Find position of a node within a nodeset using xpa

2019-02-17 13:36发布

问题:

After playing around with position() in vain I was googling around for a solution and arrived at this older stackoverflow question which almost describes my problem.

The difference is that the nodeset I want the position within is dynamic, rather than a contiguous section of the document.

To illustrate I'll modify the example from the linked question to match my requirements. Note that each <b> element is within a different <a> element. This is the critical bit.

<root>
    <a>
        <b>zyx</b>
    </a>
    <a>
        <b>wvu</b>
    </a>
    <a>
        <b>tsr</b>
    </a>
    <a>
        <b>qpo</b>
    </a>
</root>

Now if I queried, using XPath for a/b I'd get a nodeset of the four <b> nodes. I want to then find the position within that nodeset of the node that contains the string 'tsr'. The solution in the other post breaks down here: count(a/b[.='tsr']/preceding-sibling::*)+1 returns 1 because preceding-sibling is navigating the document rather than the context node-set.

Is it possible to work within the context nodeset?

回答1:

Here is a general solution that works on any node that belongs in any node-set of nodes in the same document:

I am using XSLT to implement the solution, but finally obtain a single XPath expression that may be used with any other hosting language.

Let $vNodeSet be the node-set and $vNode be the node in this node-set whose position we want to find.

Then, let $vPrecNodes contains all nodes in the XML document preceding $vNode.

Then, let $vAncNodes contains all nodes in the XML document that are ancestors of $vNode.

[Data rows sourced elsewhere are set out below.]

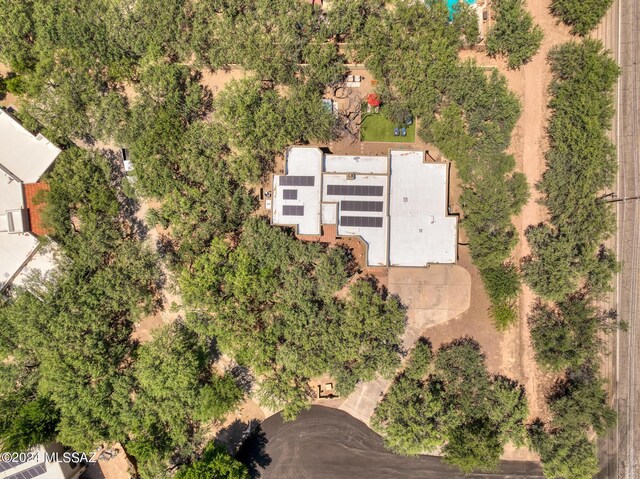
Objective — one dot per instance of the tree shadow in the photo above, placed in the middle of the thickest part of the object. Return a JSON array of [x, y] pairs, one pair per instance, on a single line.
[[129, 205], [243, 376], [253, 453]]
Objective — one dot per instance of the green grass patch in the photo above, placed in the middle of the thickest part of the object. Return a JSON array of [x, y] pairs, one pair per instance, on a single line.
[[377, 127]]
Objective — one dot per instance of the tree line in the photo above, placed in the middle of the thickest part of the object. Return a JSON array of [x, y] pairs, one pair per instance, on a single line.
[[449, 401], [569, 266]]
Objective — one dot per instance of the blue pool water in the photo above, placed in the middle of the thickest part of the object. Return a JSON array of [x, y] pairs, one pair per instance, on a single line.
[[451, 3]]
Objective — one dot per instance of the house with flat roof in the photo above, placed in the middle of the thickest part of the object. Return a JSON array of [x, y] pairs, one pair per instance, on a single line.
[[24, 158], [397, 204]]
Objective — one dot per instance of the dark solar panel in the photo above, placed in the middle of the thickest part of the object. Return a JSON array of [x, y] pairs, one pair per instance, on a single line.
[[361, 206], [297, 180], [6, 465], [30, 473], [293, 210], [354, 190], [290, 194], [362, 221]]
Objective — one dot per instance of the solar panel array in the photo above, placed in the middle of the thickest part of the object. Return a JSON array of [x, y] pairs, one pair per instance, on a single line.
[[354, 190], [361, 206], [6, 465], [290, 194], [363, 221], [293, 210], [34, 471], [297, 180]]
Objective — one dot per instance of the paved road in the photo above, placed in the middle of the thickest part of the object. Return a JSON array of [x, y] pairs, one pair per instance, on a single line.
[[619, 452], [328, 443]]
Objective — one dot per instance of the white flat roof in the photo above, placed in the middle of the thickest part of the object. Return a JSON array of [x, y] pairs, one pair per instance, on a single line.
[[11, 197], [420, 230], [15, 250], [26, 156], [397, 204], [301, 206], [356, 164], [41, 263], [375, 237]]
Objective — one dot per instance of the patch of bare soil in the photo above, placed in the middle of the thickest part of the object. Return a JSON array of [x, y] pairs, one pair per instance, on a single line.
[[217, 80], [511, 353], [111, 464]]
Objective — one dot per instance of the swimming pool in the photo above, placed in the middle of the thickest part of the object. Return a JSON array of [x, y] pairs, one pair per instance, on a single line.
[[451, 3]]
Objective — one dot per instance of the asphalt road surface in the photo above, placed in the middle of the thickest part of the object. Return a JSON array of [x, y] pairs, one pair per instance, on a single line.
[[619, 451], [330, 444]]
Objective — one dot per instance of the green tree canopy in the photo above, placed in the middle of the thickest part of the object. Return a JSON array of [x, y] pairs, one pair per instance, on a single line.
[[581, 16], [514, 34], [215, 463]]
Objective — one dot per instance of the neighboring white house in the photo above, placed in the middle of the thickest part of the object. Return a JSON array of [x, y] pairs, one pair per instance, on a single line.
[[37, 463], [24, 158], [397, 204]]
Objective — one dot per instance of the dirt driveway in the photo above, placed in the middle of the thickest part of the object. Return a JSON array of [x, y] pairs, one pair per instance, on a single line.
[[433, 296]]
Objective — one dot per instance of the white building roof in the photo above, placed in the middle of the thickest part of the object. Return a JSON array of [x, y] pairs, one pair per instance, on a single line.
[[356, 164], [26, 156], [296, 195], [374, 236], [421, 232], [15, 251], [397, 204], [23, 159]]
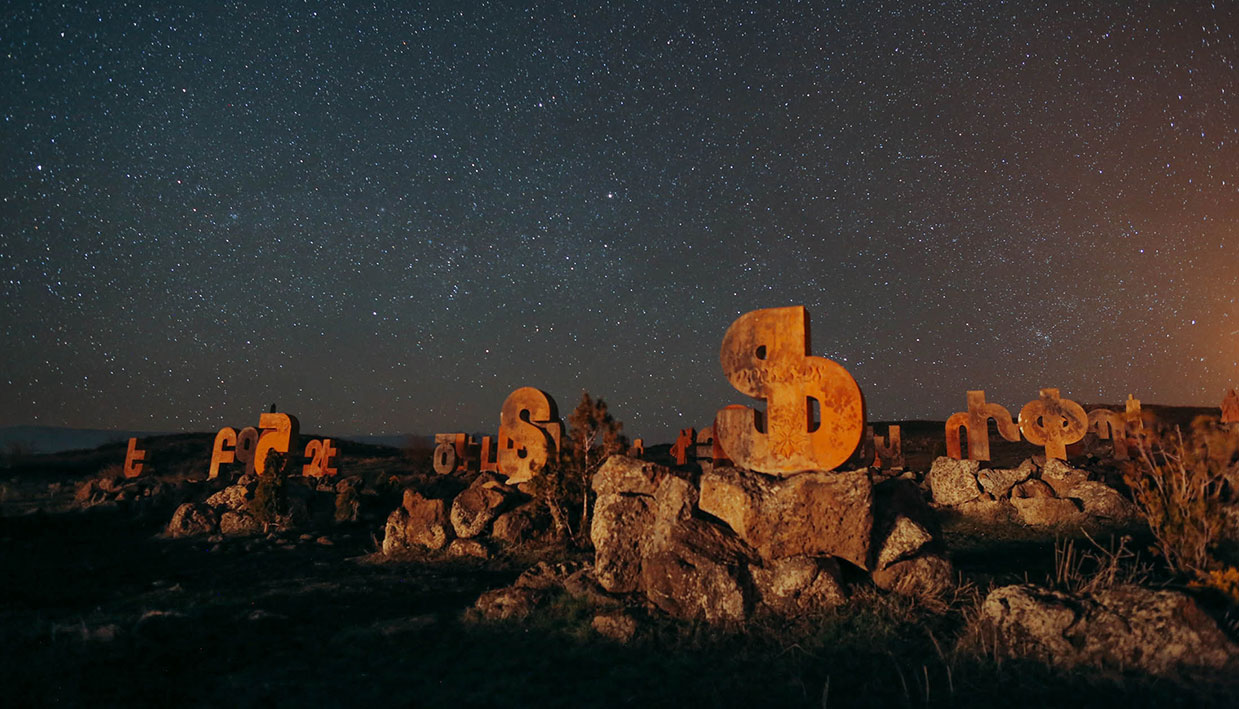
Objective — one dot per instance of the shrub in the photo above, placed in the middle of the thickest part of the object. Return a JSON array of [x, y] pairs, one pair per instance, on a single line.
[[1178, 487]]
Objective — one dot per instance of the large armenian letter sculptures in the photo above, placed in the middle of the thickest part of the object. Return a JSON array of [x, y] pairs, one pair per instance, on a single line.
[[765, 355], [280, 433], [975, 419], [529, 431], [134, 459], [1053, 423]]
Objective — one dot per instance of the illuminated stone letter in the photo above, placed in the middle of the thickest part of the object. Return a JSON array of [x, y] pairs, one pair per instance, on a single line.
[[247, 440], [320, 454], [224, 450], [683, 445], [1112, 427], [765, 355], [1230, 408], [890, 449], [1053, 423], [134, 459], [280, 433], [976, 420], [529, 433]]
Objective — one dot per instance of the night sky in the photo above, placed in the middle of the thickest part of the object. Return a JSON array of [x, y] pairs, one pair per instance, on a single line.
[[385, 220]]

The set of nodes in $vNodeSet that precede $vNode in document order consists of all nodes in the nodeset that belong also to $vPrecNodes and all nodes in the node-set that also belong to $vAncNodes.

I will use the well-known Kaysian formula for intersection of two nodesets:

$ns1[count(.|$ns2) = count($ns2)]

contains exactly the nodes in the intersection of $ns1 with $ns2.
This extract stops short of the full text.